Sunday, July 6, 2014

Ataxia

Derek Jarman (1942-1994)
Digital print by Richard Hamilton (1922-2011)
Completed 1996-97

Derek Jarman
Ataxia - Aids is Fun
Oil on canvas, 1993
"Shortly before the death of the filmmaker and painter Derek Jarman in 1994, the Director of the Tate Gallery gave a lunch in his honour in the Tate Board Room. Hamilton, who was among the guests, took a number of colour Polaroid photographs of Jarman during the lunch and selected one of them as the basis for the eventual image in a painted portrait. That painting by Hamilton shows Jarman's bespectacled head, wearing a cap, in front of his 1993 oil painting Ataxia - Aids is Funwhich was hanging in the Board Room during the lunch. The title focuses attention on the suffering of those with Aids (and, in this case, also with Ataxia, an affliction of the central nervous system), of whom Jarman was one. Hamilton discussed the occasion in a letter to the Tate Gallery (September 1997) 

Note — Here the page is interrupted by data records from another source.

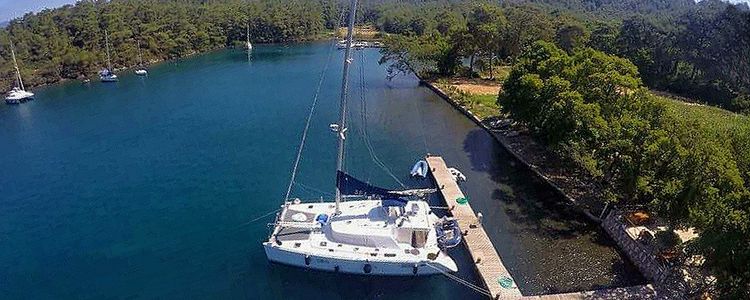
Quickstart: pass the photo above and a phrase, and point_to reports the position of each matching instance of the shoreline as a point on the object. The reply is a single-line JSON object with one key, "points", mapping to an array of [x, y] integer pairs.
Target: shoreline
{"points": [[502, 138], [120, 70]]}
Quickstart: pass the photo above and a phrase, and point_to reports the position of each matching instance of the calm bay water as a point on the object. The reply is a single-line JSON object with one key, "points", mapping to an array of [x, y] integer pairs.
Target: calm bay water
{"points": [[144, 188]]}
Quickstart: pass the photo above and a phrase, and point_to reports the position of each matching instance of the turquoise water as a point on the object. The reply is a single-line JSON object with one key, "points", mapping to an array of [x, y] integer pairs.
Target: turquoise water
{"points": [[144, 188]]}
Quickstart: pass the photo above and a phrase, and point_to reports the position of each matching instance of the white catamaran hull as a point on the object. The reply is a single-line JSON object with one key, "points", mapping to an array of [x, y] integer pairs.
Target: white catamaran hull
{"points": [[348, 266]]}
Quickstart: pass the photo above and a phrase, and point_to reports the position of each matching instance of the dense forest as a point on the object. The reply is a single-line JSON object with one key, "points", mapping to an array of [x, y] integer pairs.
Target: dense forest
{"points": [[580, 79], [697, 50], [691, 165], [69, 42]]}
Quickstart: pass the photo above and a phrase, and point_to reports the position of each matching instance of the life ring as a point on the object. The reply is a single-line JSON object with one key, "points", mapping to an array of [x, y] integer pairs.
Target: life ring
{"points": [[367, 268]]}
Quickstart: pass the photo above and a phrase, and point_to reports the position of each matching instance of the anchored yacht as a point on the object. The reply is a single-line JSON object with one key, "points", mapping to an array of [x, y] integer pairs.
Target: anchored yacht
{"points": [[366, 230], [18, 94], [106, 75]]}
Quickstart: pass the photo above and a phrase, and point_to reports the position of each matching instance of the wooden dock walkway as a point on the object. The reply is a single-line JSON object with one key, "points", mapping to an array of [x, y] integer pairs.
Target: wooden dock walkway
{"points": [[496, 277]]}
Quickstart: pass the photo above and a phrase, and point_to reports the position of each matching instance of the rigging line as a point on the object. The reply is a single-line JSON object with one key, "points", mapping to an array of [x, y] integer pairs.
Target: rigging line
{"points": [[309, 118], [259, 218], [364, 131], [461, 281], [312, 189]]}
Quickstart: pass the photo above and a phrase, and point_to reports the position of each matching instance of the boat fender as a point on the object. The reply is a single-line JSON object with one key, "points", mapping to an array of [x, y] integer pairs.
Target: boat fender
{"points": [[367, 268]]}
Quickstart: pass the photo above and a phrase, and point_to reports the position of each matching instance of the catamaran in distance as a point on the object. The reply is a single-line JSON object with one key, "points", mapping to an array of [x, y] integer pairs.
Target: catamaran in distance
{"points": [[374, 232]]}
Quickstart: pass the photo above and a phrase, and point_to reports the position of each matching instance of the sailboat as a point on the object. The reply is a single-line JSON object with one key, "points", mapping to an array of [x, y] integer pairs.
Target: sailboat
{"points": [[376, 231], [106, 75], [248, 45], [18, 94], [140, 71]]}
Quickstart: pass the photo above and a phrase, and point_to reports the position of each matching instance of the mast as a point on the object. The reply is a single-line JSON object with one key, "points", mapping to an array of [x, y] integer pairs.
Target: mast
{"points": [[106, 41], [15, 64], [140, 58], [344, 94]]}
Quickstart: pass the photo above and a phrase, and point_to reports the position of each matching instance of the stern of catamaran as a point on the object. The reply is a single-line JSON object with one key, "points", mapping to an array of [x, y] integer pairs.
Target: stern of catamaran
{"points": [[445, 262]]}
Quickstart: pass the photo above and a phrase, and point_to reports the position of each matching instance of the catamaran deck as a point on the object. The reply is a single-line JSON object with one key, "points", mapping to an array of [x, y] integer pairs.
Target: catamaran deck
{"points": [[486, 260]]}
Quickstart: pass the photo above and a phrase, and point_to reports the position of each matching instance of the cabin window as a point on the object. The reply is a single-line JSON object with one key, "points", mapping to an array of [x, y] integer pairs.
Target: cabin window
{"points": [[418, 238]]}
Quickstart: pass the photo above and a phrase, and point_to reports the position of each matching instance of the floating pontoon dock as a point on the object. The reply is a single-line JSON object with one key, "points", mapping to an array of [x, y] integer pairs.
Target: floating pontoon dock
{"points": [[490, 267]]}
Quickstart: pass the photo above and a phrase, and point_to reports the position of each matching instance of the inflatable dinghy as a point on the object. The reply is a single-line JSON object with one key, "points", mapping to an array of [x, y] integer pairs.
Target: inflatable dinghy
{"points": [[420, 169]]}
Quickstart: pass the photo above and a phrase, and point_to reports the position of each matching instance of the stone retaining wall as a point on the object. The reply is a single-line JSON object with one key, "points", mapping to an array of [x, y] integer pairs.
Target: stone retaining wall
{"points": [[642, 256]]}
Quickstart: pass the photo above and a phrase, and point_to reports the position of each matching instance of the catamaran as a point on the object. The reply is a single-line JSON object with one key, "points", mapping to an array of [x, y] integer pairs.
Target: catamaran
{"points": [[18, 94], [140, 71], [376, 231], [106, 75]]}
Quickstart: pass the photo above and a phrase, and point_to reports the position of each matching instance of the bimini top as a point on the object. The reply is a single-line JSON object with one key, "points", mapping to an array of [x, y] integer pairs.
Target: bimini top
{"points": [[348, 185]]}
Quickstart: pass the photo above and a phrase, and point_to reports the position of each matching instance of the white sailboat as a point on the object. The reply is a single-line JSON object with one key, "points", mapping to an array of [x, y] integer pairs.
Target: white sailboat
{"points": [[375, 232], [140, 71], [19, 93], [106, 75], [248, 45]]}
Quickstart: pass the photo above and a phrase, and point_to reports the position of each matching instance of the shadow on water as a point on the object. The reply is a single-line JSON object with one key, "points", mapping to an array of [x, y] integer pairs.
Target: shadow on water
{"points": [[548, 245]]}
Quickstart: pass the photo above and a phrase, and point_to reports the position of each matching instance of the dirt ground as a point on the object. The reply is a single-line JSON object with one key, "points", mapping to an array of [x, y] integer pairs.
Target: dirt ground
{"points": [[360, 32], [476, 86]]}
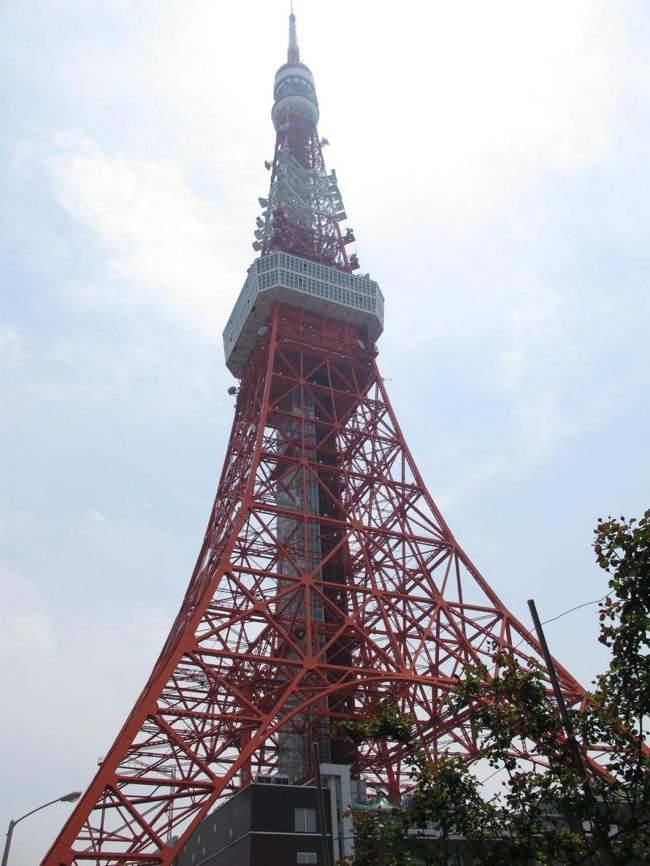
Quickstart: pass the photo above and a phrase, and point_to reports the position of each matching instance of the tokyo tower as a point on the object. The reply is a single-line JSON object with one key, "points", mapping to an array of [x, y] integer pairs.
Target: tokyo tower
{"points": [[328, 581]]}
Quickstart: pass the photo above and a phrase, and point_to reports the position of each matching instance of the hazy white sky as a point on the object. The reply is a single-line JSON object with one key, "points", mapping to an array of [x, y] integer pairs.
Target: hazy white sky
{"points": [[493, 158]]}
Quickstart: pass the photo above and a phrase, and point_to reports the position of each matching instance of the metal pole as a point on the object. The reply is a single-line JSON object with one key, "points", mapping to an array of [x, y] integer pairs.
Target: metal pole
{"points": [[10, 833], [321, 806], [559, 697], [67, 798], [568, 730]]}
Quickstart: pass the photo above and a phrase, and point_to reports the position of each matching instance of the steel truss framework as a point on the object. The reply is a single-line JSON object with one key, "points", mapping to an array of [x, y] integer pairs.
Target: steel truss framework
{"points": [[327, 582]]}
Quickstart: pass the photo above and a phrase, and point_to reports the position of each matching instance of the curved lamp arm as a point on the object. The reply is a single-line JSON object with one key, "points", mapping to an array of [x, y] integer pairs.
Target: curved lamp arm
{"points": [[66, 798]]}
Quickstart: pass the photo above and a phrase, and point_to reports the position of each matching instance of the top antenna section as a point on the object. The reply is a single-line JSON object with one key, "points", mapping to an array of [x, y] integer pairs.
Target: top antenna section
{"points": [[293, 54]]}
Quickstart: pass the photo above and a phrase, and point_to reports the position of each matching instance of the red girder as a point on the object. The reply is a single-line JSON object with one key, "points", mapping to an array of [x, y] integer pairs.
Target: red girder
{"points": [[327, 582]]}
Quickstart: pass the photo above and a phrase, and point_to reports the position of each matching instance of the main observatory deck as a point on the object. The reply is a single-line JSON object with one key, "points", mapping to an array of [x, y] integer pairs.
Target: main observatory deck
{"points": [[282, 277]]}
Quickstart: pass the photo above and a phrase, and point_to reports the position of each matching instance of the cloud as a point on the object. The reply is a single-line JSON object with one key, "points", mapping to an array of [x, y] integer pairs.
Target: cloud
{"points": [[163, 243]]}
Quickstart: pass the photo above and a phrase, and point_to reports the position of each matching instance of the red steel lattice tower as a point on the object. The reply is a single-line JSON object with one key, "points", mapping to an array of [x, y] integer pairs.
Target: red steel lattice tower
{"points": [[328, 581]]}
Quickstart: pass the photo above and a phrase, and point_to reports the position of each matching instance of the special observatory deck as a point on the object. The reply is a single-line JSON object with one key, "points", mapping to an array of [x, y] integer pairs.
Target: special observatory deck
{"points": [[282, 277]]}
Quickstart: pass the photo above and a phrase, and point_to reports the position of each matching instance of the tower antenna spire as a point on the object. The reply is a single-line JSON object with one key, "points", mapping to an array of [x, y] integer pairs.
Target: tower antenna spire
{"points": [[293, 54]]}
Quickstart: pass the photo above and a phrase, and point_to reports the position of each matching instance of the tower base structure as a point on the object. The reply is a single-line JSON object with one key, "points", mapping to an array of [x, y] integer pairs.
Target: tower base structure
{"points": [[328, 582]]}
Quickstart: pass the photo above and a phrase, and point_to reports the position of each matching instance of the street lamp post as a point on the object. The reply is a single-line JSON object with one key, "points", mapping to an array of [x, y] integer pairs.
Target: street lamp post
{"points": [[66, 798]]}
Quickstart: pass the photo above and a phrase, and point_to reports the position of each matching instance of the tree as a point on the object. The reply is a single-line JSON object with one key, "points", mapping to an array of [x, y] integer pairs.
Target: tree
{"points": [[543, 814]]}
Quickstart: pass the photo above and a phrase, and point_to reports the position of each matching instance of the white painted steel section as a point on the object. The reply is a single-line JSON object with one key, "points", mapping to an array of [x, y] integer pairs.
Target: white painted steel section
{"points": [[282, 277]]}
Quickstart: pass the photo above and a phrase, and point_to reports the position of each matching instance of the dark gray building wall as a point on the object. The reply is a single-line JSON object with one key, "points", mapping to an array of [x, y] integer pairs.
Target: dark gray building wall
{"points": [[256, 827]]}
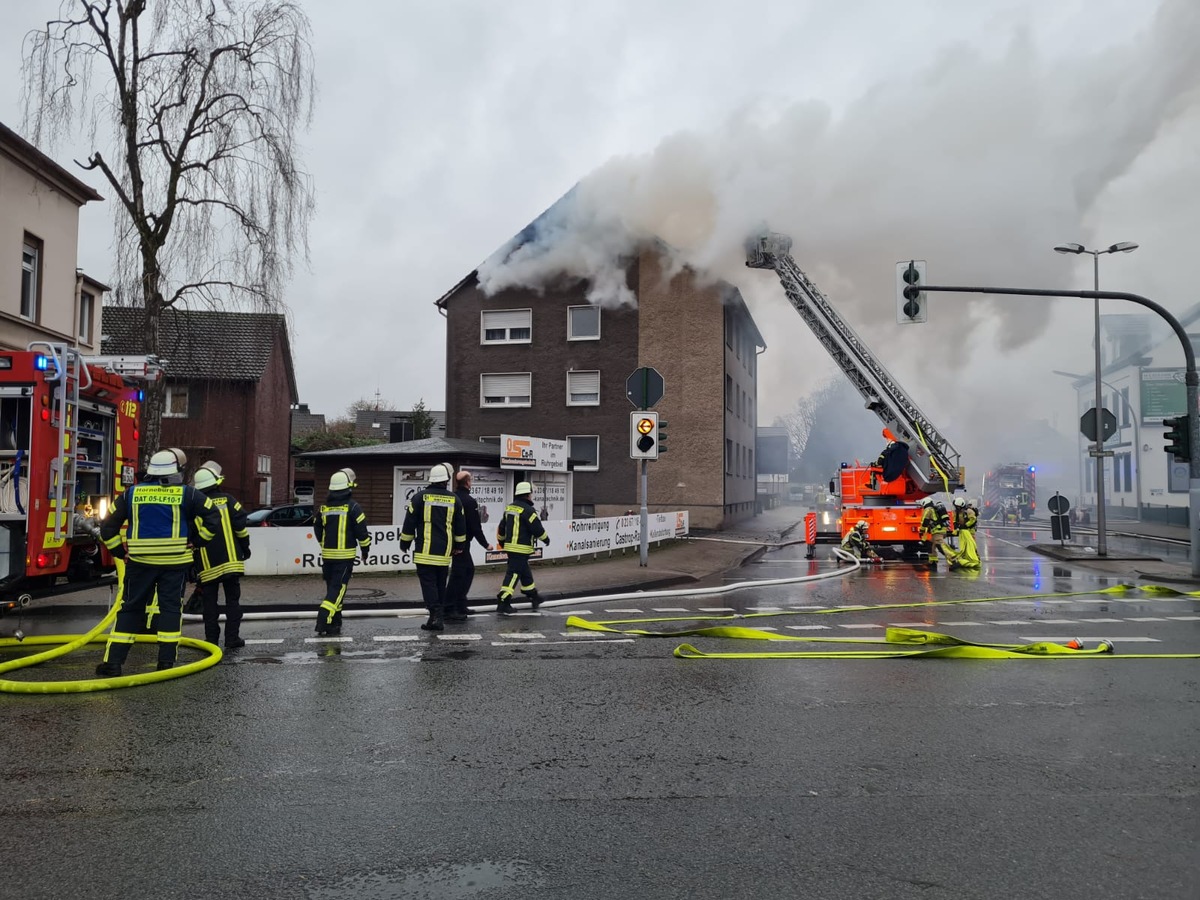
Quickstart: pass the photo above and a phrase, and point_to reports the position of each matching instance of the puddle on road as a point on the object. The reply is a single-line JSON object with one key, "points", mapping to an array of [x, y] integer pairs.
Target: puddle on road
{"points": [[438, 882]]}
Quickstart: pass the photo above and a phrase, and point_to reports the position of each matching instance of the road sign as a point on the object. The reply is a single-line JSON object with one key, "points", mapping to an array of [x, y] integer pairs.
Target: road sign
{"points": [[645, 388], [1087, 424]]}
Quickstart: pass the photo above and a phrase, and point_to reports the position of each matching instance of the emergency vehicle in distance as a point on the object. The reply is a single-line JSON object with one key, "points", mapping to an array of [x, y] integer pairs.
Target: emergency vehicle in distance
{"points": [[69, 443], [1009, 489], [931, 465]]}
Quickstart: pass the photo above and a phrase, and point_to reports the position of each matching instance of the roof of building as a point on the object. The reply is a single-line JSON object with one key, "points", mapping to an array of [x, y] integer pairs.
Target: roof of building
{"points": [[42, 166], [451, 449], [205, 345]]}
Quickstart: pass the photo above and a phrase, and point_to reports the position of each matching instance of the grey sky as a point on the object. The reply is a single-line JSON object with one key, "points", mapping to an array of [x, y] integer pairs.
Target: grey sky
{"points": [[443, 129]]}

"I took my Polaroid camera with me because Jarman had agreed to photograph me for a collection of Polaroid Portraits which began in 1968 ... his eyes were poor so I photographed him to set the focus before handing him the camera. The spontaneous photograph I made of Derek conveyed his extraordinary courage while it also revealed his pitiful condition. Later, I scanned it into my computer, then retouched and modified the head a little, but my concern was to develop a background for the portrait and I began by introducing a hazy, misty blue. On further consideration it seemed that the background should be sharp - it could reflect the focus of his mind rather than the blur on his retina."

Both pieces seen here (the Hamilton portrait and the Jarman painting) are now in the collection of the Tate Gallery and that institution generated the quoted commentary, along with Richard Hamilton's generous account of the making of a posthumous portrait.